Frau Kirchner (Bauamt) und der Projektleiter der Planungsgesellschaft, Herr Richter, machten dann auch noch mal deutlich, dass eine Bebauung auf diesem Gelände immer geplant war – die Baurechte waren immer vorhanden. Und dass die im B-Plan vorgesehene Vedichtung sich auch im üblichen Maß hält, sogar unterhalb möglicher Grenzwerte bleibt. Geklärt haben wir auch die nachbarschaftsverträgliche Zufahrt zu den einzelnen Baufenstern.
Warum brauchen wir – hier und auch am Schierhorner Weg – den bezahlbaren Wohnraum?

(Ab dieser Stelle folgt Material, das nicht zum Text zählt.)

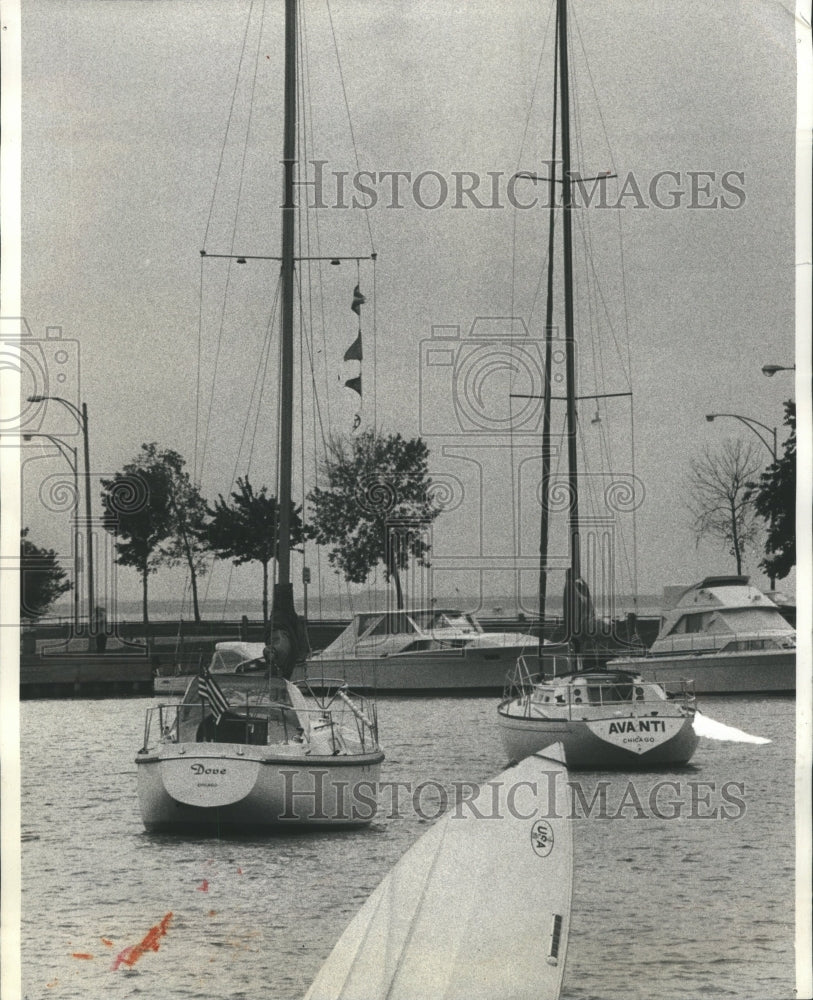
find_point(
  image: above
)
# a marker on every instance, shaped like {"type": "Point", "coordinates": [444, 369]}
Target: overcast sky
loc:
{"type": "Point", "coordinates": [125, 106]}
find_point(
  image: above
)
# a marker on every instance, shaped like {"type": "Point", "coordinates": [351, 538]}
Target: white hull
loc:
{"type": "Point", "coordinates": [175, 684]}
{"type": "Point", "coordinates": [480, 669]}
{"type": "Point", "coordinates": [236, 786]}
{"type": "Point", "coordinates": [719, 673]}
{"type": "Point", "coordinates": [603, 744]}
{"type": "Point", "coordinates": [477, 909]}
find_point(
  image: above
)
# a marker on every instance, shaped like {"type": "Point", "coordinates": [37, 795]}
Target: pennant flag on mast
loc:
{"type": "Point", "coordinates": [353, 352]}
{"type": "Point", "coordinates": [210, 690]}
{"type": "Point", "coordinates": [358, 301]}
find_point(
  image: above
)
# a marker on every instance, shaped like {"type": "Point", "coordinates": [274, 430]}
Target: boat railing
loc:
{"type": "Point", "coordinates": [703, 643]}
{"type": "Point", "coordinates": [347, 718]}
{"type": "Point", "coordinates": [536, 691]}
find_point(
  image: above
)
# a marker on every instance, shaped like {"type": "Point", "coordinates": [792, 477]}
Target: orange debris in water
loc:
{"type": "Point", "coordinates": [130, 955]}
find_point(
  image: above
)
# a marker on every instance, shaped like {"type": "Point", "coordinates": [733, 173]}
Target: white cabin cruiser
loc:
{"type": "Point", "coordinates": [245, 749]}
{"type": "Point", "coordinates": [431, 649]}
{"type": "Point", "coordinates": [724, 635]}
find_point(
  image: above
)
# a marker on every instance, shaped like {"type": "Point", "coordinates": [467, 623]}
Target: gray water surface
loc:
{"type": "Point", "coordinates": [696, 901]}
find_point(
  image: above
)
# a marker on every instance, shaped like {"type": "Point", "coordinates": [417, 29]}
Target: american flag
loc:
{"type": "Point", "coordinates": [210, 690]}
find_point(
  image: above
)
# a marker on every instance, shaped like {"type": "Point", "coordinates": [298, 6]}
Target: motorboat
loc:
{"type": "Point", "coordinates": [723, 634]}
{"type": "Point", "coordinates": [435, 649]}
{"type": "Point", "coordinates": [604, 719]}
{"type": "Point", "coordinates": [245, 749]}
{"type": "Point", "coordinates": [423, 650]}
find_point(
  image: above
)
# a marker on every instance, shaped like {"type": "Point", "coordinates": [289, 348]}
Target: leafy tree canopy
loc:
{"type": "Point", "coordinates": [718, 501]}
{"type": "Point", "coordinates": [137, 504]}
{"type": "Point", "coordinates": [42, 579]}
{"type": "Point", "coordinates": [376, 505]}
{"type": "Point", "coordinates": [774, 498]}
{"type": "Point", "coordinates": [245, 529]}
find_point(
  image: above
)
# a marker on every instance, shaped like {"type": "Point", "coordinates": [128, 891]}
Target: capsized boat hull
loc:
{"type": "Point", "coordinates": [477, 909]}
{"type": "Point", "coordinates": [219, 786]}
{"type": "Point", "coordinates": [615, 742]}
{"type": "Point", "coordinates": [752, 671]}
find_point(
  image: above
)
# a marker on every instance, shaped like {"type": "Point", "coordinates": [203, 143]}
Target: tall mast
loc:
{"type": "Point", "coordinates": [546, 408]}
{"type": "Point", "coordinates": [570, 358]}
{"type": "Point", "coordinates": [288, 642]}
{"type": "Point", "coordinates": [287, 352]}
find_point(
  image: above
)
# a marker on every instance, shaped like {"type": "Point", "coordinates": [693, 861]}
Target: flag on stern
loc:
{"type": "Point", "coordinates": [358, 301]}
{"type": "Point", "coordinates": [210, 690]}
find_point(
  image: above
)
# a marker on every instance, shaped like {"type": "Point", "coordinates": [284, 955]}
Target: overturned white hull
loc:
{"type": "Point", "coordinates": [220, 786]}
{"type": "Point", "coordinates": [477, 909]}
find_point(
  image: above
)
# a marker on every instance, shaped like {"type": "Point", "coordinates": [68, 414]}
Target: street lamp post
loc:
{"type": "Point", "coordinates": [67, 451]}
{"type": "Point", "coordinates": [82, 418]}
{"type": "Point", "coordinates": [770, 443]}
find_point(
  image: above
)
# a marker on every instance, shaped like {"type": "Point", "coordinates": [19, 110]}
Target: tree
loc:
{"type": "Point", "coordinates": [186, 542]}
{"type": "Point", "coordinates": [247, 530]}
{"type": "Point", "coordinates": [138, 511]}
{"type": "Point", "coordinates": [42, 579]}
{"type": "Point", "coordinates": [718, 502]}
{"type": "Point", "coordinates": [774, 498]}
{"type": "Point", "coordinates": [376, 506]}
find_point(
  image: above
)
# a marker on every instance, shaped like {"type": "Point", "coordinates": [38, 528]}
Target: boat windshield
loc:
{"type": "Point", "coordinates": [436, 619]}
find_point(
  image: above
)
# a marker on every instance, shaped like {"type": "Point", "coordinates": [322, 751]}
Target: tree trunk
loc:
{"type": "Point", "coordinates": [265, 597]}
{"type": "Point", "coordinates": [145, 607]}
{"type": "Point", "coordinates": [194, 581]}
{"type": "Point", "coordinates": [392, 569]}
{"type": "Point", "coordinates": [736, 538]}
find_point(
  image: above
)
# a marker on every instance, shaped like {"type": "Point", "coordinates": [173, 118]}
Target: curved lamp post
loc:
{"type": "Point", "coordinates": [770, 443]}
{"type": "Point", "coordinates": [82, 418]}
{"type": "Point", "coordinates": [771, 370]}
{"type": "Point", "coordinates": [71, 456]}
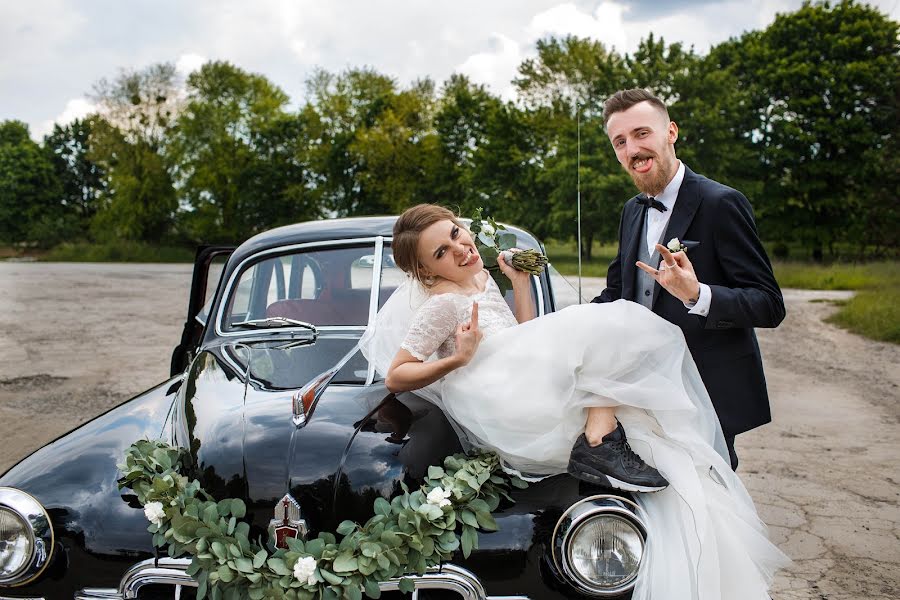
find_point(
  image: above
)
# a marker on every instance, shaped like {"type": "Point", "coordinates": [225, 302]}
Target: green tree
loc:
{"type": "Point", "coordinates": [823, 96]}
{"type": "Point", "coordinates": [139, 109]}
{"type": "Point", "coordinates": [340, 108]}
{"type": "Point", "coordinates": [567, 82]}
{"type": "Point", "coordinates": [83, 181]}
{"type": "Point", "coordinates": [233, 149]}
{"type": "Point", "coordinates": [29, 188]}
{"type": "Point", "coordinates": [394, 152]}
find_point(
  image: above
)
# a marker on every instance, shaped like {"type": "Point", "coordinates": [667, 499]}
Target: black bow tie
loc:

Die Begründung liefert das gestern der Diskussion zu Grunde gelegte Gutachten gleich mit. Zitat: „Entsprechend der Wohnungs- und Standortprognose 2030 für Niedersachsen wird sich die Bevölkerung im Landkreis Harburg von 2011 bis 2030 um 6,3 % erhöhen. Unter Berücksichtigung der Fluktuationsreserve und Wohnungsabgänge ergibt sich daraus ein Neubedarf von rund 23.500 Wohnungen im o.g. Zeitraum innerhalb des Landkreises. Der Neubedarf an Wohnungen in der Gemeinde Jesteburg liegt bei über 18 % des Wohnungsbestandes von 2011. Dabei ist der Neubedarf an Ein- und Zweifamilienhäusern mit über 15 % wie auch an Mehrfamilienhäusern mit über 24 % (jeweils des Wohnungsbestandes von 2011) gleichermaßen hoch. Entsprechend des Demographie-Gutachtens für den Landkreis Harburg zählt Jesteburg zu den wachstumsstärkeren Samtgemeinden mit überdurchschnittlichen Raten im Vergleich zum Landkreis-Durchschnitt.“
Nach umfassender Erläuterung zur Abwägung kam es dann zur Abstimmung. Und alle waren dafür.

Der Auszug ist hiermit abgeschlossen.